SynRS3D: A Synthetic Dataset for Global 3D Semantic Understanding from Monocular Remote Sensing Imagery
Jian Song, Hongruixuan Chen, Weihao Xuan, Junshi Xia, Naoto Yokoya
TL;DR
This work tackles the challenge of global 3D semantic understanding from single-view high-resolution remote sensing imagery by introducing SynRS3D, the largest synthetic RS 3D dataset (69,667 images with six city styles, eight land-cover classes, height maps, and change masks), and RS3DAda, a multi-task unsupervised domain adaptation method designed for synthetic-to-real transfer in land-cover mapping and height estimation. Through a carefully crafted acquisition pipeline, diverse statistical grounding, and a hybrid self-training framework that leverages land-cover and height cues along with ground-guided refinements, the authors demonstrate that synthetic data can meaningfully bolster real-world RS tasks, especially when real data is scarce. RS3DAda achieves superior performance over existing UDA baselines, stabilizes training on synthetic data, and enables disaster mapping capabilities using height-difference analyses, establishing SynRS3D as a practical benchmark for future synthetic-to-real RS research. While gaps to real data performance remain, this work provides a concrete pathway for scalable global RS understanding from monocular imagery with strong implications for urban planning, environmental monitoring, and disaster response.
Abstract
Global semantic 3D understanding from single-view high-resolution remote sensing (RS) imagery is crucial for Earth Observation (EO). However, this task faces significant challenges due to the high costs of annotations and data collection, as well as geographically restricted data availability.

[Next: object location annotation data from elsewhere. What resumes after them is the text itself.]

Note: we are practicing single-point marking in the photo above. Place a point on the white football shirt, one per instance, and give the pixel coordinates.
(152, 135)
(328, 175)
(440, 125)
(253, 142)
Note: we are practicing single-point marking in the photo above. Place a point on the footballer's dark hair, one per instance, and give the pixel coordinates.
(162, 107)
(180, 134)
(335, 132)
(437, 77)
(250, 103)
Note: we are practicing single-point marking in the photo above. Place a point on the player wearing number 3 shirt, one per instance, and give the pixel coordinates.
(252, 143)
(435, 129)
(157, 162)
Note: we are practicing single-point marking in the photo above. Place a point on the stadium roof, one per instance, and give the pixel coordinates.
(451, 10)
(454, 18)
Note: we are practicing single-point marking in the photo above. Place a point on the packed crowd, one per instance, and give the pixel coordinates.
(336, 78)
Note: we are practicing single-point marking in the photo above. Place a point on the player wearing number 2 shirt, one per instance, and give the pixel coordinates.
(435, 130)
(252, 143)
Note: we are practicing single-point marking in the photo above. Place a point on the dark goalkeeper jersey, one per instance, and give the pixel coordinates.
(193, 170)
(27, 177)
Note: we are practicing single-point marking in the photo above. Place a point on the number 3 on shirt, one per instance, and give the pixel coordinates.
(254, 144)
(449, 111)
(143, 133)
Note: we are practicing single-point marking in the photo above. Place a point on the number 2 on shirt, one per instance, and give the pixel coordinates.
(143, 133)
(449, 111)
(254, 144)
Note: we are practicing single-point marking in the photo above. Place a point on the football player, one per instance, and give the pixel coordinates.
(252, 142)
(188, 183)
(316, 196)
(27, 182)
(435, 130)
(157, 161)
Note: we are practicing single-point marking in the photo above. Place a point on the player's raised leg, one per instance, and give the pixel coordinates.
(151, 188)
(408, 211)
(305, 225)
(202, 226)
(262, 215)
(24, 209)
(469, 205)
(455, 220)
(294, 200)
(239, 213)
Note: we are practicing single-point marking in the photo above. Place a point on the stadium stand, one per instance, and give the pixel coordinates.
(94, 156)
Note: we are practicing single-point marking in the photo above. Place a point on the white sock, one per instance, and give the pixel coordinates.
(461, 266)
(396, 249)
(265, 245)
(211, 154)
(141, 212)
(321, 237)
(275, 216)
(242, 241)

To address these challenges, synthetic data offer a promising solution by being easily accessible and thus enabling the provision of large and diverse datasets. We develop a specialized synthetic data generation pipeline for EO and introduce SynRS3D, the largest synthetic RS 3D dataset. SynRS3D comprises 69,667 high-resolution optical images that cover six different city styles worldwide and feature eight land cover types, precise height information, and building change masks. To further enhance its utility, we develop a novel multi-task unsupervised domain adaptation (UDA) method, RS3DAda, coupled with our synthetic dataset, which facilitates the RS-specific transition from synthetic to real scenarios for land cover mapping and height estimation tasks, ultimately enabling global monocular 3D semantic understanding based on synthetic data. Extensive experiments on various real-world datasets demonstrate the adaptability and effectiveness of our synthetic dataset and proposed RS3DAda method. SynRS3D and related codes will be available.